Someone exports a CSV from a scanning tool, opens it in Excel, applies some filters, pastes numbers into a slide deck, and sends it around. The process takes hours. It introduces errors. And when the stakeholder asks “can you filter this by region?” the whole thing starts again.
When I joined Citi’s Vulnerability Threat Management team, I built a Python pipeline to replace that process. Here’s the approach.
The core problem: multiple sources, inconsistent formats
Vulnerability data at an enterprise scale comes from multiple scanning tools. Each tool exports data in its own format — different column names, different severity classifications, different date formats. Before you can report on anything, you have to normalise.
Pandas is the right tool for this. The workflow:
import pandas as pd
# Load from multiple sources
tool_a = pd.read_csv("scanner_a_export.csv")
tool_b = pd.read_excel("scanner_b_export.xlsx")
# Normalise column names
tool_a = tool_a.rename(columns={
"vuln_name": "vulnerability",
"sev": "severity",
"disc_date": "discovered_date"
})
# Normalise severity levels (different tools use different scales)
severity_map = {"CRIT": "Critical", "HIGH": "High", "MED": "Medium", "LOW": "Low"}
tool_a["severity"] = tool_a["severity"].map(severity_map)
# Combine
df = pd.concat([tool_a, tool_b], ignore_index=True)

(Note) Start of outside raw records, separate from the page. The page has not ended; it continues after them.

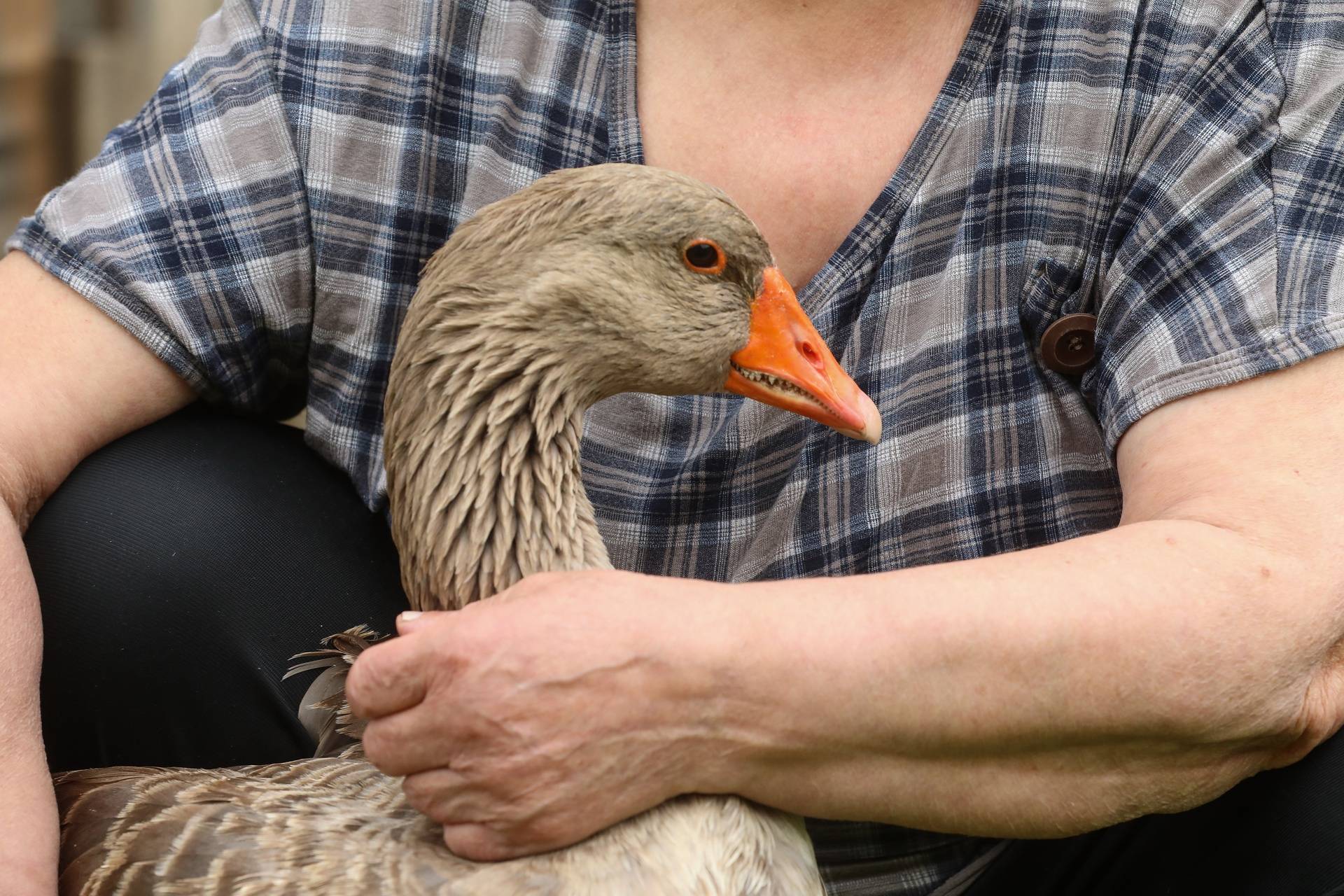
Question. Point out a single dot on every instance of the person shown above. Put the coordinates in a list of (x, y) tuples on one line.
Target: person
[(1009, 649)]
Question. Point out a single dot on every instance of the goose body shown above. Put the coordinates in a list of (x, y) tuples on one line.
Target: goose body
[(581, 286)]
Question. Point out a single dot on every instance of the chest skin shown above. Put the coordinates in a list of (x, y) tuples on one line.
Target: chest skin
[(799, 109)]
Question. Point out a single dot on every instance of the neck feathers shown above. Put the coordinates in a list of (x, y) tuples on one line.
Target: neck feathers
[(483, 472)]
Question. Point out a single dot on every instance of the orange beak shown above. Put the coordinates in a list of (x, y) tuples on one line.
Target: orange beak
[(787, 365)]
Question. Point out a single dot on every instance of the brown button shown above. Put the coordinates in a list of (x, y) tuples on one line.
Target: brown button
[(1069, 344)]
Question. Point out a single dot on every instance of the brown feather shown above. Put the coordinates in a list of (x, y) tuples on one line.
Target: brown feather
[(496, 362)]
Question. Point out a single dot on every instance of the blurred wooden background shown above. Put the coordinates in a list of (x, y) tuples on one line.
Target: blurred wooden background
[(70, 71)]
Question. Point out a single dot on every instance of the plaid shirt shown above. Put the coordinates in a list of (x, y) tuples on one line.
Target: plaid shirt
[(1174, 167)]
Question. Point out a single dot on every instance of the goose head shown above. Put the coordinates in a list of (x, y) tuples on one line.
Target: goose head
[(629, 279)]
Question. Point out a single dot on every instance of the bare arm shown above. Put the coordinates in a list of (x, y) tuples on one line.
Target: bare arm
[(70, 382), (1035, 694), (1069, 687)]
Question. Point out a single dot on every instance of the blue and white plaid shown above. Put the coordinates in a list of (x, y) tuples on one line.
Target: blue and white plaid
[(1174, 167)]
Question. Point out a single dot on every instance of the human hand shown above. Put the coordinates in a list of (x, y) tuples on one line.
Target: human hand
[(549, 713)]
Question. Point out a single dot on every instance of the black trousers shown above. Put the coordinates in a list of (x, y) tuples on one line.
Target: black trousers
[(183, 564)]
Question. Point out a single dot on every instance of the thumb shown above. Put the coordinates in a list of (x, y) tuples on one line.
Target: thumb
[(414, 621)]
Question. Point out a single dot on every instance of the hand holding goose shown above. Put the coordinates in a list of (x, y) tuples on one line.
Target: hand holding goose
[(587, 284)]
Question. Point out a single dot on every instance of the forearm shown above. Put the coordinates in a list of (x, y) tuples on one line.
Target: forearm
[(1032, 694), (29, 830)]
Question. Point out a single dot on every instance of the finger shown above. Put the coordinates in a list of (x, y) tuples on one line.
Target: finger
[(388, 678), (407, 742), (414, 620), (444, 796), (479, 843)]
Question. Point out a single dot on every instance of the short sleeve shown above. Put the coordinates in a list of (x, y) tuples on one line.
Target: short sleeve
[(1221, 261), (191, 227)]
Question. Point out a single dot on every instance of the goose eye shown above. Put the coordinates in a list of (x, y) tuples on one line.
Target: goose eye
[(705, 257)]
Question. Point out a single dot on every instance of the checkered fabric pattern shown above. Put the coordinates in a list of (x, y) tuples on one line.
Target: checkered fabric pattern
[(1174, 167)]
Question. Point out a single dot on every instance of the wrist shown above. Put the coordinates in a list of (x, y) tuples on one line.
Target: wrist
[(729, 650)]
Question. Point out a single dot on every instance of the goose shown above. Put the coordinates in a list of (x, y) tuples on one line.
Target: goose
[(585, 284)]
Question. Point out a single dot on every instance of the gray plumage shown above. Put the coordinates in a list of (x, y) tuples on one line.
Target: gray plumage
[(565, 293)]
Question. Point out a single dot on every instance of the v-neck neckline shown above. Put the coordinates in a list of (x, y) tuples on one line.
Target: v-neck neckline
[(857, 255)]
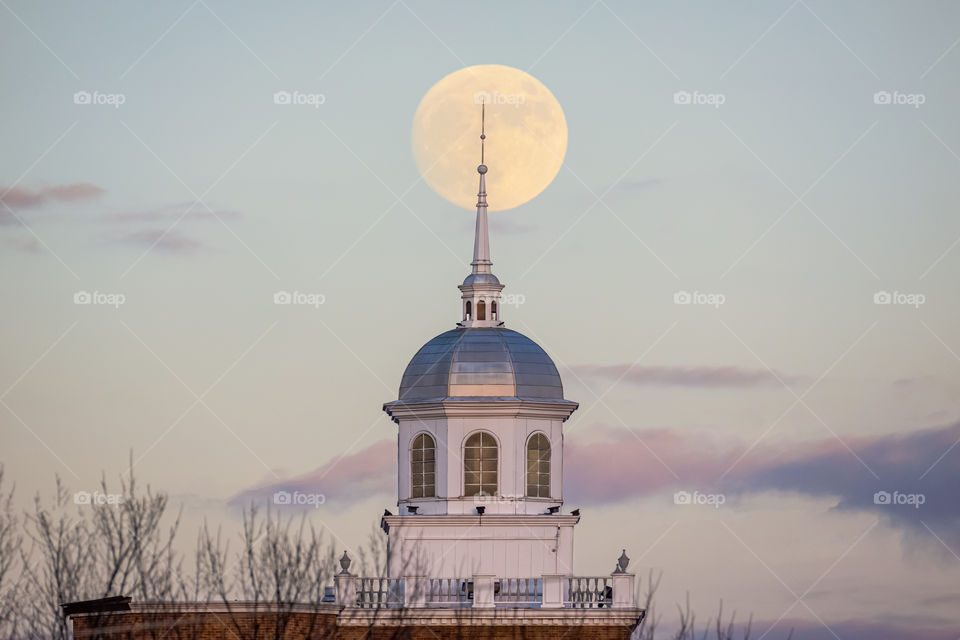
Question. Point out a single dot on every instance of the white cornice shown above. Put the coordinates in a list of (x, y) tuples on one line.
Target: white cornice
[(480, 408), (493, 519), (490, 617)]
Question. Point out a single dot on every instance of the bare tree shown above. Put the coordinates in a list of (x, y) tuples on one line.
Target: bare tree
[(10, 541), (86, 546), (280, 567)]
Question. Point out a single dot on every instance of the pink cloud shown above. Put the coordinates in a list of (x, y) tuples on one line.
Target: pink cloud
[(171, 213), (171, 241), (342, 481), (20, 198), (705, 377)]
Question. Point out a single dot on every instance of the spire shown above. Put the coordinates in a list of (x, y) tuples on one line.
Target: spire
[(480, 292), (481, 243)]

Tedious, but once it’s written it’s consistent. No manual normalisation, no human errors in the mapping.
Calculating SLA compliance
Most vulnerability management programmes define remediation SLAs by severity: Critical within 15 days, High within 30, Medium within 90. Tracking compliance is a core reporting requirement.
from datetime import datetime
sla_days = {"Critical": 15, "High": 30, "Medium": 90, "Low": 180}
df["discovered_date"] = pd.to_datetime(df["discovered_date"])

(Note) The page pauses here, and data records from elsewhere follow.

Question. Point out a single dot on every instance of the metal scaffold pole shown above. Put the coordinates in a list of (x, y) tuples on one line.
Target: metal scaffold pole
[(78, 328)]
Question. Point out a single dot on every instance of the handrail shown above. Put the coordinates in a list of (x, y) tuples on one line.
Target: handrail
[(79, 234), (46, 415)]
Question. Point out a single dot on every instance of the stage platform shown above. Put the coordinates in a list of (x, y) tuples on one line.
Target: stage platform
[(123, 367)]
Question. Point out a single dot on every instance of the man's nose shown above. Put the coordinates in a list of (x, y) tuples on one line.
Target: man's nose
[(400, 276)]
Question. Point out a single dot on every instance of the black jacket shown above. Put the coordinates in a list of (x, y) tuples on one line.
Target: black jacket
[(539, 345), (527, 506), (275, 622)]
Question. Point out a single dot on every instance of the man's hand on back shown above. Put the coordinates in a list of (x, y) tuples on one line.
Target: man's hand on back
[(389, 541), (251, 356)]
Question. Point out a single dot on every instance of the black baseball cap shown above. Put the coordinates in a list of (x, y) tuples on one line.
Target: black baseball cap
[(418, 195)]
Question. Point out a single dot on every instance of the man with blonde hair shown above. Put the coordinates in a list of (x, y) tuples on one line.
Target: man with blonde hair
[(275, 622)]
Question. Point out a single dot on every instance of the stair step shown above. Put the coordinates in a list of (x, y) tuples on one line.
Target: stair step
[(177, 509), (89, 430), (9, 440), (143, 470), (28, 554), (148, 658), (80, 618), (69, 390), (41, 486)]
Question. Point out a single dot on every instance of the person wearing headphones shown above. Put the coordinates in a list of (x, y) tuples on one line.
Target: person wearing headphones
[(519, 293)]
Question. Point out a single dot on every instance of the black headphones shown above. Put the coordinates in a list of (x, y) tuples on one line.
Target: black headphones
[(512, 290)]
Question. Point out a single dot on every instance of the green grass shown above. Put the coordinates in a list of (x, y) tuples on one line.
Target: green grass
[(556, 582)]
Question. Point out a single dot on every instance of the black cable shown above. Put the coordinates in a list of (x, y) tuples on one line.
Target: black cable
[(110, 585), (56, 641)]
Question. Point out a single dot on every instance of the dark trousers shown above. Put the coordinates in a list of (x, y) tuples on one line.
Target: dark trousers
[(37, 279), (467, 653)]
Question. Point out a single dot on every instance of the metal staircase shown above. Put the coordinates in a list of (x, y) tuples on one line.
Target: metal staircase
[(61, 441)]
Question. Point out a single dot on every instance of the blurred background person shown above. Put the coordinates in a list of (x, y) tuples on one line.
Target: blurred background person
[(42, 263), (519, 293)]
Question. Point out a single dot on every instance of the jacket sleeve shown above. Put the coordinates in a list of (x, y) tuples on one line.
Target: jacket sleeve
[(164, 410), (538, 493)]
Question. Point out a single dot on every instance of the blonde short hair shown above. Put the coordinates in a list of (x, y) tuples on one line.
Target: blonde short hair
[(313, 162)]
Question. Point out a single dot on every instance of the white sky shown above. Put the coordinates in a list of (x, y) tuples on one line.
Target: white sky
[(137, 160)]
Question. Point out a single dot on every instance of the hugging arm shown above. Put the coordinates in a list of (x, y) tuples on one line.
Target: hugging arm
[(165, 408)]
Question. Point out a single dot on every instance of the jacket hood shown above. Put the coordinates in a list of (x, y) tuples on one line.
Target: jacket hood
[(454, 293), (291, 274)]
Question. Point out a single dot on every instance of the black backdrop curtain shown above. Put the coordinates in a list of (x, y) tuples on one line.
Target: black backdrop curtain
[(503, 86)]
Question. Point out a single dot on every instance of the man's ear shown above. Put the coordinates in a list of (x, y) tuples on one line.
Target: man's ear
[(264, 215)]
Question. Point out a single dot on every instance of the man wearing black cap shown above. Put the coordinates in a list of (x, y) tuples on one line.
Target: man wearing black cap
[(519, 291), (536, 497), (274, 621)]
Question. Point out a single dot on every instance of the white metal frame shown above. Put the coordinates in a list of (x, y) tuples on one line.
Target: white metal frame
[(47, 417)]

df["sla_deadline"] = df.apply(
lambda row: row["discovered_date"] + pd.Timedelta(days=sla_days.get(row["severity"], 180)),
axis=1
)
df["days_overdue"] = (datetime.today() - df["sla_deadline"]).dt.days.clip(lower=0)
df["breached_sla"] = df["days_overdue"] > 0
Now every vulnerability record knows whether it’s within SLA and by how many days it’s overdue. Aggregating this by business unit, asset type, or geography is a single groupby.
From pipeline to dashboard
The pipeline feeds a Streamlit dashboard. Rather than producing a static report, stakeholders get an interactive view: filter by severity, business unit, date range. Drill down from a summary count to the specific vulnerabilities driving it.
The dashboard refreshes from the latest data on load. There’s no “report production” step. When leadership asks a question, the answer is already there.
What this replaced
The old process: ~3 hours of manual work per weekly report cycle, error-prone copy-paste, no drill-down capability, stale by the time it was read.
The new process: run one script, open a browser tab.
The interesting thing is that the Python and Pandas skills involved aren’t advanced. This is read_csv, rename, merge, groupby, to_datetime. Standard toolkit. The value isn’t in the complexity of the code — it’s in having code at all, instead of a manual process that degrades every time someone is in a hurry.
If you’re on a security team still producing reports manually, this is low-hanging fruit. The tools are free, the skills are learnable, and the time savings compound every single week.